TORSTEN BLACKWOOD / AFP
More than 80 % of the population of Tuvalu, the Pacific nation, is looking for a climate visa to live in Australia.
INTERNATIONAL – Exit gate: Australia. In the Pacific, the Polynesian archipelago of Tuvalu is one of the places in the globe most threatened by the rise in oceans and global warming. So much so that the majority of residents want to leave.
According to official figures obtained this Wednesday, July 23 by AFP, more than 80 % of people living in the archipelago seek to obtain a climate visa for Australia, as part of a treaty signed in 2024. A first candidacy campaign was held between June 16 and July 18, specifies Libération. With a result expected on July 25.
In total, the authorities received 8,750 registrations, which represents 82 % of the 10,643 inhabitants identified (in 2022) in the archipelago. These are “Extremely high levels of interest” underlined the diplomatic mission of Australia in Tuvalu in a statement.
Australia indeed offers specific visas to the citizens of the archipelago since the signing of a climate migration agreement that Canberra presents as “The first of this kind in the world”. A pass which then allows ” to live, work and study everywhere in Australia, indefinitely ”.
The fact remains that demand is too strong compared to the reception capacities established on site. With ” 280 visas offered this year for this program, this means that many people will not be able to benefit from it ”noted the Australian High Commissioner.
The clock turns
On the archipelago, the table is ” catastrophic. » “The rise of waters already erodes our land and our smaller islands disappear, submerged. Salt water, which infiltrates plantations and cultures, destroys them ”, Explained for example Seve Paeniu, Minister Tuvaluan of Finance and Climate Change, to Libération fin 2023.
The daily newspaper today relays the testimonies of several inhabitants of this small archipelago of the Pacific, concerned more than any other place in the world by the inexorable mounted of the waters.
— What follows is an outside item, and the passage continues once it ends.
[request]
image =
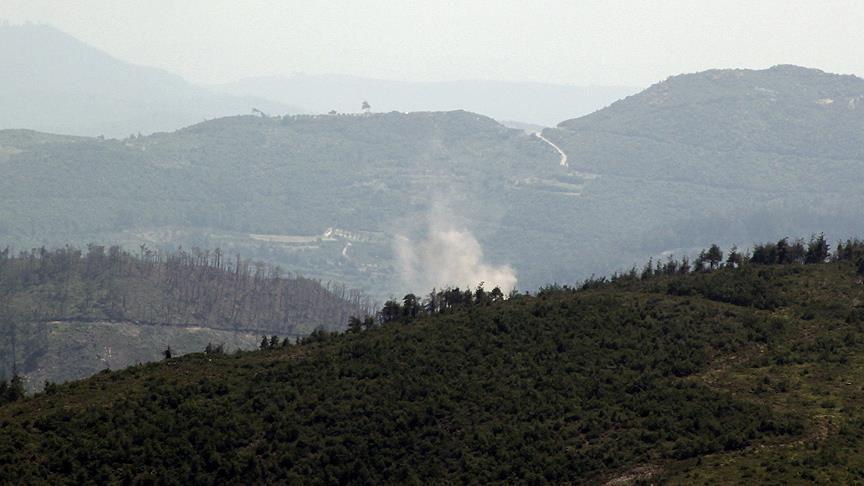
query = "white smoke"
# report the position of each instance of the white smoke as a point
(448, 256)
Among them, the words of Frayzel Uale, 18, who initially confided in the Sydney Morning Herald.
For this young man, impossible to see a future in his country of origin. There is ” More opportunities here ”he assures. “” In the Tuvalu, the climate has changed a lot, with exceptional tides, flooded streets and omnipresent erosion Adds the man who has already exiled in Australia to follow his studies (thanks to a student visa), while waiting to obtain this climate visa. It is a draw that will decide on the 280 recipients.
In the meantime, the clock turns for the inhabitants of the Tuvalu, who may be in the total inability to live there within 80 years, to believe the estimates. According to The world, 95 % of the territory could be flooded by the end of the century, because of large periodic tides, if the increase in temperatures was not maintained below 1.5 ° C. The country, whose culmination is only 4 meters above sea level, would then be uninhabitable.